Built by Midwest Finishing Systems, Inc. (Mishawaka, IN), each line features a five-stage washer/iron phosphate pretreatment; two powder booths, one for orange (or red) and one for black; and a gas-fired curing oven. Pretreatment chemistry is supplied by Nalco Chemical Co. (Naperville, IL), the powder supplier is Valspar Corp. (Minneapolis, MN), and Nordson Corporation, Industrial Coating Systems (Amherst, OH), built the booths, spray guns and gun controls.
The first of the four lines was installed in the spring of 2006, with the other three following over the next six months or so. “System 2 followed pretty closely on the heels of System 1,” Kriz recalls. “But we had some time to look at what we did right and wrong on System 1, then sit down with our suppliers and work out some of the bugs. Systems 3 and 4 went in pretty smoothly.”
The finishing process begins when an operator hangs a pair of racks on the conveyor. Parts come from fabrication on racks with detachable wheels. The powder line operator ensures that the racks hit conveyor hooks—there’s no lifting required. A few feet later the conveyor ramps up and the operator removes the wheels.
Standardized racks—or, more accurately, racks built on a standardized frame but with adjustable hooks to handle a variety of parts—are one of the keys to making the system work, according to senior manufacturing leader Pat Patton. “We have two basic rack styles for snow throwers. For lawn and garden equipment, there are more, but they all use the same basic framework,” he says.
The wash system consists of five stages: alkaline cleaner, rinse with reverse-osmosis (RO) water, iron phosphate, and two more RO rinses. The cleaner stage runs at 150°F, the phosphate at 135°F. Ariens uses no sealer on these newer paint systems, making preventive maintenance and use of RO water critical, according to Patton.
“We have a pretty strict PM schedule, especially for pretreatment,” Patton says. “We run the cleaner and phosphate for about 800 hr, then dump and recharge. Conductivity in the rinse tanks is critical to meeting our salt-spray specifications.” The RO system can produce up to 6.5 gpm of RO water, held in a 2,000-gal tank.
After a trip through a drying oven, parts enter the powder room where the conveyor splits to allow racks to go into the proper booth according to color. Powder application is via a combination of six fixed guns and an operator who focuses on surfaces that the automatic guns can’t quite reach.
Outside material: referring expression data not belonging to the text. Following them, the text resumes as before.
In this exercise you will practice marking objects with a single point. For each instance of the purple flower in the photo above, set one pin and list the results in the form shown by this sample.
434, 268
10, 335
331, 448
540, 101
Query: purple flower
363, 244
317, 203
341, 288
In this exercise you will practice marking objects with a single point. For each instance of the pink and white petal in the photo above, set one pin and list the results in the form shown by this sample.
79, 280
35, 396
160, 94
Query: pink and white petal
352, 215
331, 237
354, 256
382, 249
“Fixed guns are located just inside the booth entrance to allow the operators adequate time to paint,” Patton says. “Basically, our painters know where they need to hit—part internal surfaces, crevices, and other tough spots. At full capacity they have 90 sec to paint.”
Ariens aims for a film build of 2–3 mils for black parts and 3–4 mils for orange and red components. According to Patton, first-pass transfer efficiency is 90-95%, and the company recycles powder.
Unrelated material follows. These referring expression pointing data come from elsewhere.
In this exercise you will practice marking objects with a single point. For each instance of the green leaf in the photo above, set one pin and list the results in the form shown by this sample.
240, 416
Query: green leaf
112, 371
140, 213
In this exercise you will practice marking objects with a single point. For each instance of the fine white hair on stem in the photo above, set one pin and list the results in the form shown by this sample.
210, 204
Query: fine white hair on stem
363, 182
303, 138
In keeping with the lines’ compact design, there’s only about 8 ft between the paint booth exit and the entrance to the curing oven, where parts bake for 22 min at 385°F. “We’re working with the temperature,” Patton says. “When we first started, it was 400°. So we’ve been able to dial it down about 15°, saving energy while maintaining our quality standards.”
In-house quality monitoring includes checking film builds as well as other performance tests. Parts that are too light are re-run. Heavy parts are either buffed and re-run or sent out for burn-off before re-processing. “But I haven’t sent many parts to burn-off recently,” Patton says.
Working Out the Bugs
The past year has been a busy one for Patton, Kriz and the rest of Ariens’ finishing crew. Commissioning four new powder lines while keeping up with production demands was a challenge, but both men feel the lines are operating close to the original concept.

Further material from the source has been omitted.